简体   繁体   English

没有[href]的多层网站上的Python网络抓取

[英]Python web-scraping on a multi-layered website without [href]

I am looking for a way to scrape data from the student-accomodation website uniplaces: https://www.uniplaces.com/en/accommodation/berlin . 我正在寻找一种从学生住宿网站uniplaces抓取数据的方法: https ://www.uniplaces.com/en/accommodation/berlin。

In the end, I would like to scrape particular information for each property, such as bedroom size, number of roommates, location. 最后,我想为每个属性抓取一些具体信息,例如卧室大小,室友数量,位置。 In order to do this, I will first have to scrape all property links and then scrape the individual links afterwards. 为此,我将首先必须刮除所有属性链接,然后再刮除单个链接。

However, even after going through the console and using BeautifulSoup for the extraction of urls, I was not able to extract the urls leading to the separate listings. 但是,即使经过控制台并使用BeautifulSoup提取了URL,我也无法提取导致单独列出的URL。 They don't seem to be included as a [href] and I wasn't able to identify the links in any other format within the html code. 它们似乎没有作为[href]包含在内,并且我无法在html代码中标识任何其他格式的链接。

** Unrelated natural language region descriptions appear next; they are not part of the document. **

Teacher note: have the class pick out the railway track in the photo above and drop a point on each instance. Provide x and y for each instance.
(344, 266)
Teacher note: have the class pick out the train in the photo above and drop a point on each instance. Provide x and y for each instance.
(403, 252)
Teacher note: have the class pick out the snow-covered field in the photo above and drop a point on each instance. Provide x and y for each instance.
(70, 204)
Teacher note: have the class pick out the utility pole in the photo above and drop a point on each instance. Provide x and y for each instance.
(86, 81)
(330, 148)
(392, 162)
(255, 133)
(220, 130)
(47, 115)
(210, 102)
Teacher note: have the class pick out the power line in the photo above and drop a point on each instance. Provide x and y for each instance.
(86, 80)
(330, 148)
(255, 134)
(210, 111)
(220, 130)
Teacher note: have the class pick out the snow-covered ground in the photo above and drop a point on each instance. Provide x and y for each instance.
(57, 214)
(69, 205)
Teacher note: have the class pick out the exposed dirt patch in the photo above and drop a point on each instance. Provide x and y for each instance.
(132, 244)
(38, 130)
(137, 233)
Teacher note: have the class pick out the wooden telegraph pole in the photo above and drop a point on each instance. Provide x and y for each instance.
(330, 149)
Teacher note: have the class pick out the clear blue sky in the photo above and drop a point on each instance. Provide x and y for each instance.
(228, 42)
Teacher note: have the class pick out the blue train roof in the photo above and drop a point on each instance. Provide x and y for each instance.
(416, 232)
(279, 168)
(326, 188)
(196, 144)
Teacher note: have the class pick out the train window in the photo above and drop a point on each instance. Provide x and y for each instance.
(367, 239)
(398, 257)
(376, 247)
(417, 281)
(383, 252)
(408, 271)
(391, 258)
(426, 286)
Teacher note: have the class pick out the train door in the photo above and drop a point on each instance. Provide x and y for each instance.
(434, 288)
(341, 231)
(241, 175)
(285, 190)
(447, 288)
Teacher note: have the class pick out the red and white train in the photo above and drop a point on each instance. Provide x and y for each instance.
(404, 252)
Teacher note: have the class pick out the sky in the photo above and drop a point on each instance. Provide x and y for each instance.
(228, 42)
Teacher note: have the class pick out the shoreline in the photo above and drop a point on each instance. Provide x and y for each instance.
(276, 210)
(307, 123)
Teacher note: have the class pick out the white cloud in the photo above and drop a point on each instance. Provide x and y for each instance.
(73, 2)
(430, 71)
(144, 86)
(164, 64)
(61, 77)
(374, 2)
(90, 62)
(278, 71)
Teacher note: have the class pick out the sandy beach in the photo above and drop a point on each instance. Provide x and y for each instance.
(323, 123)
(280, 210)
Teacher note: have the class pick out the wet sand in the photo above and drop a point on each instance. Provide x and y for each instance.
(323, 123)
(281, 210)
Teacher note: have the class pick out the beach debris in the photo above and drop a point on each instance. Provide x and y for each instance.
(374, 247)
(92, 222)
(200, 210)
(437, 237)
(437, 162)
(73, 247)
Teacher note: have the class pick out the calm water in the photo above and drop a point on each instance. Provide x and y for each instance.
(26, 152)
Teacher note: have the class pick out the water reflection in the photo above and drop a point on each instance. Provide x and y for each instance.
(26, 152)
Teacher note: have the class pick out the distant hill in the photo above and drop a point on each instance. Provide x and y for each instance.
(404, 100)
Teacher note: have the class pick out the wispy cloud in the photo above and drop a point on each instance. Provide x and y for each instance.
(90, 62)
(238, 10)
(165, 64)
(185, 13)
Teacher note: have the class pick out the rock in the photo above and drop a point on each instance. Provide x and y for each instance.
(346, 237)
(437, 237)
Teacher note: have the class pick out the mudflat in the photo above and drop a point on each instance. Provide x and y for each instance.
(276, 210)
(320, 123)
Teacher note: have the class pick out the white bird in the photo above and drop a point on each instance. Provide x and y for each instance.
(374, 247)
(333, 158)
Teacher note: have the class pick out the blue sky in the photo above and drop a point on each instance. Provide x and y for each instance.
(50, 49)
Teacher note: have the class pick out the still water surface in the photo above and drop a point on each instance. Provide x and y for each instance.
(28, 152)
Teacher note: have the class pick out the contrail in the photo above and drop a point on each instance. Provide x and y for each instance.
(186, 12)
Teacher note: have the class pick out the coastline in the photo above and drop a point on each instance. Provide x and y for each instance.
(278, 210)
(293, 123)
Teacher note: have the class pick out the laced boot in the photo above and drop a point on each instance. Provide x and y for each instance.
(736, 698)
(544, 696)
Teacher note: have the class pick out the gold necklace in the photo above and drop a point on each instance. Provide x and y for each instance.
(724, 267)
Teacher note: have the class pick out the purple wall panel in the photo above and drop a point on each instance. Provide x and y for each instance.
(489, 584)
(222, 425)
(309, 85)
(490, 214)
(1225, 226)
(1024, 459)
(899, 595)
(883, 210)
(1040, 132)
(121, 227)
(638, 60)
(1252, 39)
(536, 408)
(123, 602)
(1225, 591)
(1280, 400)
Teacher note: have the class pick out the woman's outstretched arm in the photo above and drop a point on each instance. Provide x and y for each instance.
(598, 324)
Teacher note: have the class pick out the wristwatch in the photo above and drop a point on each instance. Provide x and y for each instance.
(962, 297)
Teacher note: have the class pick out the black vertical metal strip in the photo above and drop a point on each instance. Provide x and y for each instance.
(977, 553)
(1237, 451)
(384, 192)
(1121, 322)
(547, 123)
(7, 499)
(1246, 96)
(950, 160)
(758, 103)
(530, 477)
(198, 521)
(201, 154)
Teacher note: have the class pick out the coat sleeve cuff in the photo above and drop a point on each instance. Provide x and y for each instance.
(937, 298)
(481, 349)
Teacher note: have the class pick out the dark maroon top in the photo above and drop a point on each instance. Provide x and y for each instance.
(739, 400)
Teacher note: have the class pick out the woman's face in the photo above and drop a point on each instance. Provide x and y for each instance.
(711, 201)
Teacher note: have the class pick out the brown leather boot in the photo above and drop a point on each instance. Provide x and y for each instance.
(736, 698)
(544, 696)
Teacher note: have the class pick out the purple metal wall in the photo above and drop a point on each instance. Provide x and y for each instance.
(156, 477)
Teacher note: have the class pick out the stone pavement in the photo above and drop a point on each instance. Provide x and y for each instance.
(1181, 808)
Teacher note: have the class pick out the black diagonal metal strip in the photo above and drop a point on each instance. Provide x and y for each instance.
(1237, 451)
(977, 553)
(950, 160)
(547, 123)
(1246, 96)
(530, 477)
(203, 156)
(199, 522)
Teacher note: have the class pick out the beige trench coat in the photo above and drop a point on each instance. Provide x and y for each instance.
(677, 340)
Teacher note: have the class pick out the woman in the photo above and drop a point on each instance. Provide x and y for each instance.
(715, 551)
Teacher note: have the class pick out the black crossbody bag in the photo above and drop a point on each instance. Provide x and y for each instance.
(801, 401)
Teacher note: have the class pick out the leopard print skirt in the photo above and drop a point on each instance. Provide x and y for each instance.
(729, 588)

This is the python code I used but it also didn't return anything: from bs4 import BeautifulSoup import urllib.request 这是我使用的python代码,但也未返回任何内容:从bs4 import BeautifulSoup import urllib.request

resp = urllib.request.urlopen("https://www.uniplaces.com/accommodation/lisbon")
soup = BeautifulSoup(resp, from_encoding=resp.info().get_param('charset'))

for link in soup.find_all('a', href=True):
    print(link['href'])

So my question is: If links are not included in http:// format or referenced as [href]: is there any way to extract the listings urls? 所以我的问题是:如果链接未包含在http://格式中或未引用为[href]:有什么方法可以提取列表网址?

I would really highly appreciate any support on this! 我非常感谢对此的任何支持!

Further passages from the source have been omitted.